In the aftermath of Pink Punch, the audience at the Art Church of West Philadelphia decompressed during an intermission, eager for SORRY, BROKEN PIANO. The story centers on a platonic couple—John (Chris Braak), a podcast DJ; and Karen (Kristen Norine), his tireless producer—and their mission to conquer the late-night dregs-of-society demographic.
Their popular indie podcast, Shithead in a Basement—where John gives his therapeutic, albeit cynical take on life as a sort of surrogate therapist for those in need of some acerbic relief—is on the brink of breakout success. Especially after having caught the attention of corporate radio stooge, Tom (Tom Tansey), hell bent on making John the next “shock jock” superstar, caught my attention early.
The actors seem perfectly cast in their roles. John embodies the sardonic under-achiever, a disheveled mess, with a voice frighteningly similar to the “shock jock” king himself, Howard Stern. Karen, the quintessential caterpillar, poised for butterfly-dom, epitomizes the shy, anal-retentive neurotic. Tom, with his perfect yuppie drawl, personifies the ultimate out-of-touch business dork.
Unfortunately, though, the actual podcast is conspicuously absent from the play. I kept hoping we would get to see John, on air, in his full glory, ripping into something he loathes, or tearing down some snide listener calling in, or just going off on some Bill Hicks-esque rant—a feat he would have reveled in and which would have really allowed Braak to flourish in his role.
Sadly, that eruption never really comes, save for a brief moment toward the end in which John cuts down some drunken frat boy, via a streaming video Karen watches of an event he is hosting—easy prey for John, maybe too easy; maybe even a little safe, which felt totally out of place in an evening that had previously taken such glorious chances with Cara Blouin’s hysterical Pink Punch.
Instead, SORRY, BROKEN PIANO, also by Blouin, attempts to articulate the conflicting desires of our three main characters, meandering down several potential storylines without ever committing to one. For instance, Tom wants John to be the boneheaded ringleader of radio raunch (like Philadelphia’s gross-out duo Preston and Steve) to attract new listeners and line their silken pockets, even if that means risking John’s sobriety—another half-baked storyline in this podcast drama.

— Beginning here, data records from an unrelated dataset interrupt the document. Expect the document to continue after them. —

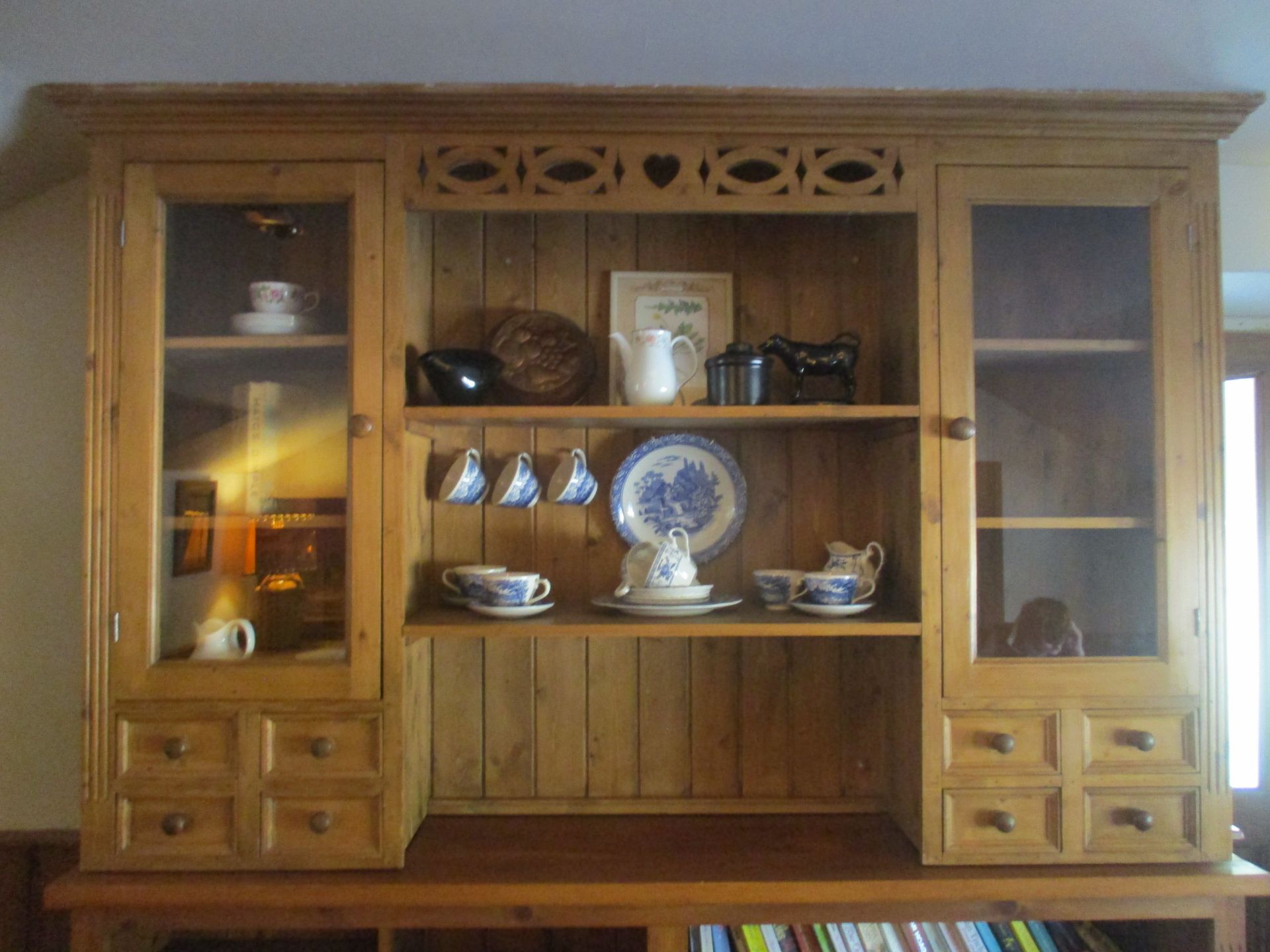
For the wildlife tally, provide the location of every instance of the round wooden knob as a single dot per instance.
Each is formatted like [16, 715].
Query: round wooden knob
[1142, 820]
[361, 426]
[321, 748]
[1003, 822]
[1143, 740]
[175, 748]
[1003, 743]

Karen, not unlike Tom, is intent on controlling John. In addition, she and John engage in some kind of non-sexual, co-dependent relationship which, unfortunately, is never fully fleshed out. All the while, John acts like a selfish jerk, giving the middle finger to the opportunities he secretly desires. He comes off more like an angry teenager than a brooding alcoholic adult. In the end, we only hear about John’s razor wit and anti-hero charm, but never get to experience it first-hand.
Bottom line: Pink Punch’s simplicity and succinctness allow it to become a complex, multi-faceted, galloping beast of a performance, whereas SORRY, BROKEN PIANO recklessly lumbers along, grasping for complexity, without ever quite finding its feet. Ultimately, SORRY, BROKEN PIANO, feels like a loose end that left me scratching my head.